The initial reaction among some Wall Street wags is that Lilly may want to take a stake in, if not acquire, Amylin, given that so much has already been invested in Bydureon, which the FDA rejected over concerns of cardiac abnormalities. The med, which is a once-weekly version of Byetta, was already delayed due to cancer risks, but Lilly has a long-standing diabetes franchise, and a similar drug in its labs has not proven any better.

“It would not surprise us if the current partnership between Lilly and Amylin is restructured, possibly with Lilly obtaining a stake in Amylin, to help Amylin manage its way through its now increasingly cash-constrained period,” writes Credit Suisse analyst Catherine Arnold in an investor note, adding the anticipated delay in Bydureon approval will rob Lilly of about $450 million in revenue two years out.

Whether Amylin is the best target is unclear. But Lilly has big problems - this is third major recent flop when counting the very poor sales performance of the Effient bloodthinner launched a year ago and this summer’s setback with an Alzheimer’s med under development. There was also a patent loss on the Strattera ADHD pill. At the same time, Lilly has what Sanford Bernstein analyst Tim Anderson calls the “steepest patent cliff” of the big drugmakers facing patent expirations on big-selling meds over the next couple of years.

Consequently, “the pressure on Lilly to either do a deal and/or partner some of its pipeline products and reduce its cost structure likely will intensify,” writes Leerink Swann analyst Seamus Fernandez. And as Deutsche Bank analyst Barbara Ryan notes, Lilly’s pipeline “still carries considerable risk. In our opinion, management must reconsider its long term strategy and will need to take short term actions,” she wrote Wednesday morning to clients.

Lilly had about $5.1 billion in cash and equivalents as of this year’s second quarter (see page 4) that can be used for acquistions. Like its rivals, Lilly is cutting thousands of jobs and closing facilities, including the announcement this week that a drug discovery center in Singapore will be shuttered. But unlike its rivals, Lilly has not moved terribly fast into other areas; Pfizer (NYSE:PFE), for instance, this week struck deals to gain access to biologics with an Indian drugmaker and a Brazilian generics supplier.

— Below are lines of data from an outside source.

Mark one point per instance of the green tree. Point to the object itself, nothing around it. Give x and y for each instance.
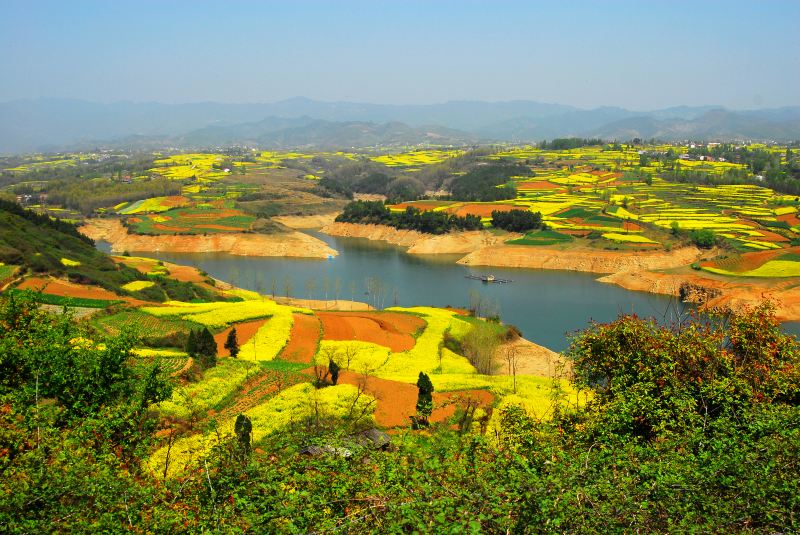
(232, 343)
(424, 401)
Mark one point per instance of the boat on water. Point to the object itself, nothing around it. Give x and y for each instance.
(488, 278)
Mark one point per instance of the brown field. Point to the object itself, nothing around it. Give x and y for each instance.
(218, 214)
(482, 210)
(397, 401)
(143, 265)
(160, 226)
(792, 219)
(389, 329)
(68, 289)
(244, 332)
(749, 261)
(422, 205)
(771, 236)
(303, 340)
(185, 273)
(219, 227)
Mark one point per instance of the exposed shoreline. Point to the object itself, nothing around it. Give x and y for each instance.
(289, 244)
(635, 271)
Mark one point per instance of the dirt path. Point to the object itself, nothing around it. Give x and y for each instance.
(531, 359)
(244, 333)
(291, 244)
(303, 340)
(388, 329)
(397, 402)
(417, 242)
(69, 289)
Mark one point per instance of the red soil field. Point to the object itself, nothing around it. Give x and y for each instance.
(159, 226)
(212, 215)
(303, 339)
(771, 236)
(792, 219)
(538, 184)
(67, 289)
(422, 206)
(185, 274)
(389, 329)
(174, 200)
(483, 210)
(397, 401)
(220, 227)
(749, 261)
(244, 332)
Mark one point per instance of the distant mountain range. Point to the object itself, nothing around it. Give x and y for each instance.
(60, 124)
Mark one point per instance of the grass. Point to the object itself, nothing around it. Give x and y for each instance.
(291, 406)
(135, 286)
(770, 269)
(627, 238)
(7, 270)
(50, 299)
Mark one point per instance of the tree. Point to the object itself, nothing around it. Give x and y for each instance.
(334, 369)
(204, 347)
(232, 343)
(243, 428)
(424, 402)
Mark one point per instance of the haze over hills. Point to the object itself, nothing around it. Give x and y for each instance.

When we last spoke with Lechleiter a year ago, he repeated a steadfast refusal to consider a merger with another big drugmaker. Would anyone want Lilly at this point? Given the setbacks of the past year, Lilly is less attractive than ever, not withstanding some pipeline magic that hasn’t been fully disclosed. But Lechleiter has literally done little to buy needed time. Perhaps he needs to rethink his mantra.